Nei pressi di Bellano, siamo stati in visita al Frantoio più a nord d’Europa, dove grazie alla presenza del lago riescono ad avere delle piante di clima mediterraneo come l’Ulivo. Se lo cercate, è adiacente al ristorante Crotto di Biosio.

Valtellina

Quasi alla fine del nostro tour alla scoperta della Lombardia. Dopo le città d’arte, ci siamo spostati tra le montagne della Valtellina dove c’era già tantissima neve fresca e ne abbiamo approfittato per fare una bella ciaspolata in Val Gerola Alta nel percorso che va da Fenile a Pescegallo e lungo il percorso dei sensi, così chiamato perché lungo la strada si trovano delle installazioni plurisensoriali che permettono di amplificare il contatto con la natura e assaporare tutta la bellezza della prima neve! Magia pura!

Non sono mancate poi delle passeggiate nei graziosi paesini di Traona e Morbegno fino a chiudere il nostro tour presso l’Azienda agrituristica La Fiorida dove abbiamo fatto una class sulla preparazione dei formaggi, visitato le stalle e mangiato degli ottimi pizzoccheri valtellinesi.

A proposito, questo agriturismo ha una grande particolarità: è l’unica fattoria ad avere un ristorante 1 stella Michelin con i prodotti a km0 della fattoria e della Valtellina, con lo Chef Gianni Tarabini.
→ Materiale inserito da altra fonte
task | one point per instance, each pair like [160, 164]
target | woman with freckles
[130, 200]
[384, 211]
Insomma, come avete visto, la Lombardia è tutta da scoprire e c’è ancora tanto altro da vedere!

Cosa e Dove mangiare

Tra Cremona e Mantova, non perdetevi i tortelli con zucca, mostarda e amaretto. Io ne ho mangiati di buonissimi al Ristorante Centrale di Cremona.

A Como, provate i pesci di lago. Io ho provato gli Agoni e Missoltini e risotto con pesce persico al ristorante La Veranda dell’Hotel La Posta a Moltrasio.

In Valtellina non perdetevi sciatt e pizzoccheri. Ne ho mangiati di buonissimi all’Agriturismo Le Case dei Baff di Ardenno dove trovate anche i salumi fatti da loro a km zero, al ristorante Il vecchio Fiume a Morbegno ed anche all’Agriturismo la Fiorida.

Dove dormire

Per non rendere il tour itinerante troppo stressante, vi consiglio di cambiare hotel ogni due notti, come abbiamo fatto noi.

Abbiamo dormito:

2 notti a Cremona all’Hotel Astoria in pieno centro;

2 notti a Como all’Hotel Terminus direttamente sul lago;

2 notti in bassa Valtellina all’agriturismo Le Case dei Baff di Ardenno.

 

 *Articolo scritto in collaborazione con InLombardia.